# Tips on de-yellowing headlight lenses?



## Phattiremike (May 27, 2018)

I have clear head light lenses for the jet rocket headlight, they have yellowed over the years, is there a way to safely get them back to clear presentable condition?

Mike


----------



## Autocycleplane (May 27, 2018)




----------



## Phattiremike (May 27, 2018)

Have you tried either?


----------



## WES PINCHOT (May 27, 2018)

Phattiremike said:


> I have clear head light lenses for the jet rocket headlight, they have yellowed over the years, is there a way to safely get them back to clear presentable condition?
> 
> Mike



YOU MEAN PATINA!
PATINA GOOD ON ORIGINAL UNRESTORED BIKE!


----------



## Phattiremike (May 27, 2018)

WES PINCHOT said:


> YOU MEAN PATINA!
> PATINA GOOD ON ORIGINAL UNRESTORED BIKE!



Agree Wes but I need it sparkling clean for a sparkling clean Bowden!


----------



## Autocycleplane (May 27, 2018)

Phattiremike said:


> Have you tried either?




Yeah meguiars. Handy stuff. I think you’ll be pleased with the results, pretty hard to goof it up.


----------



## WES PINCHOT (May 27, 2018)

Phattiremike said:


> Agree Wes but I need it sparkling clean for a sparkling clean Bowden!



I DID NOT REALIZE THE LENS WERE ON THE BOWDEN!
THEY MAY BE CELLULOID, WHICH IS VERY FRAGILE! 
HANDLE WITH CARE!
GOOD LUCK AND ENJOY!


----------



## Phattiremike (May 27, 2018)

Wes, the lens is for a delta jet rocket head light I want to install on the handle bars,not those lenses on the Bowen.


----------



## Phattiremike (May 27, 2018)

Autocycleplane said:


> Yeah meguiars. Handy stuff. I think you’ll be pleased with the results, pretty hard to goof it up.

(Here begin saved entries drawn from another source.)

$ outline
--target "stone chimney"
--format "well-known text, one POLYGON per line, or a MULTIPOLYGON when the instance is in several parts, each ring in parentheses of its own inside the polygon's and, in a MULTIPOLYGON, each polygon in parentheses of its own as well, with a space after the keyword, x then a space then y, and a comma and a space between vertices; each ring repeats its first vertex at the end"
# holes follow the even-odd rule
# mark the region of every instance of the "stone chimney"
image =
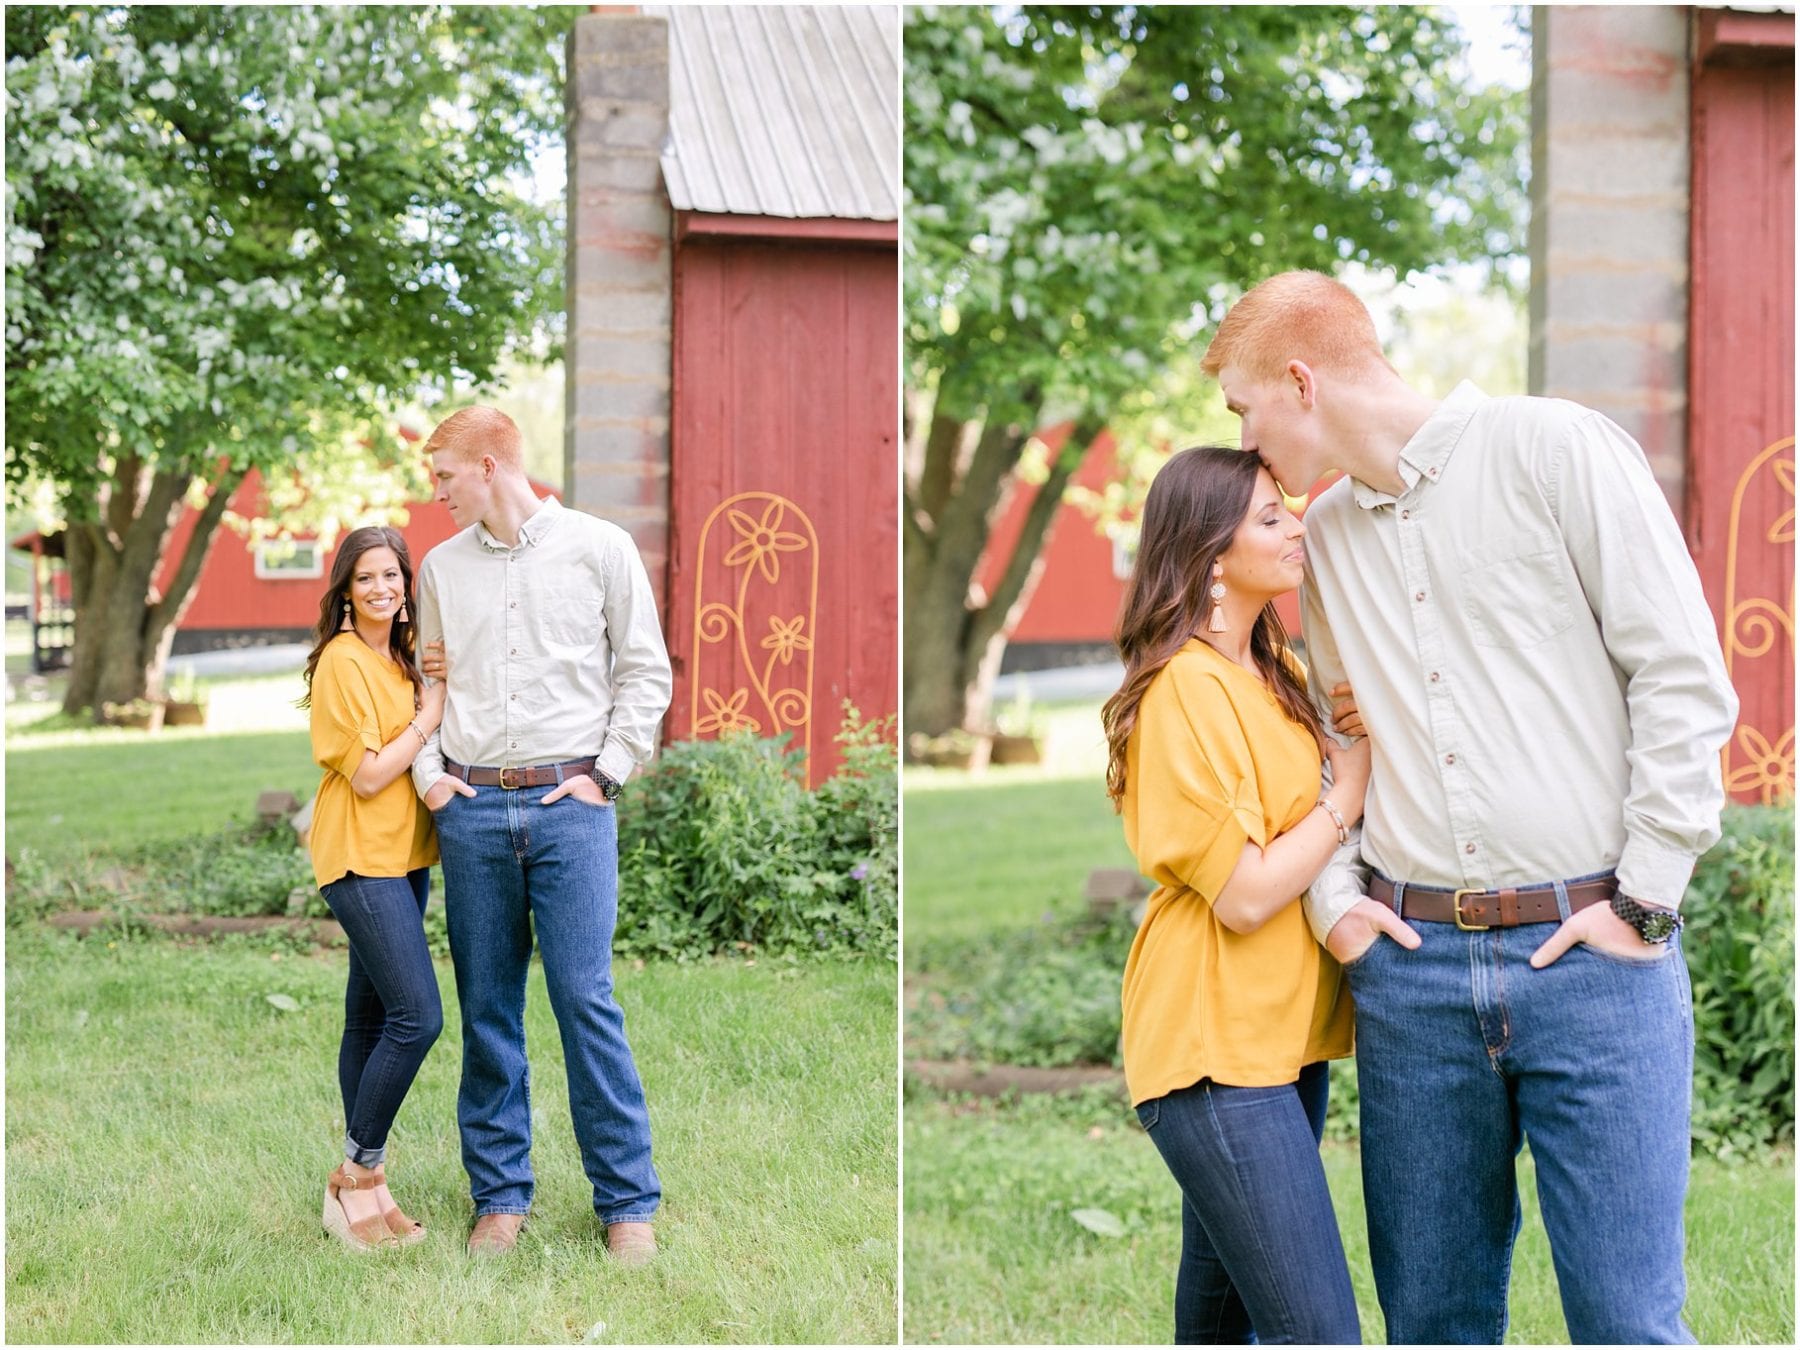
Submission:
POLYGON ((595 6, 569 37, 568 504, 623 526, 668 608, 668 20, 595 6))
POLYGON ((1676 5, 1531 12, 1531 392, 1586 404, 1636 437, 1678 515, 1688 16, 1676 5))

I gave it a go and it cleaned up well, I’ll re-apply more tomorrow.


----------



## Hammer (May 31, 2018)

Nice, thanks for the before and after, I'll definitely have to pick a bottle up to add to my cleaning & polishing chemicals 

Aaron


----------



## TieDye (Sep 18, 2018)

Rubbing alcohol sometimes gets the yellow off.  So does Novus plastic polish. I have used Wesley's Bleach White too and had good results.


----------



## Brutuskend (Mar 10, 2019)

This may sound strange but I have used Simichrome metal polish on deeply scratched or horribly hazed plastic and it comes out looking brand new. It's also a GREAT metal polish!
Also, it you have a nice shiny paint and you want it to look older, it works great for "Ageing" fresh paint.


----------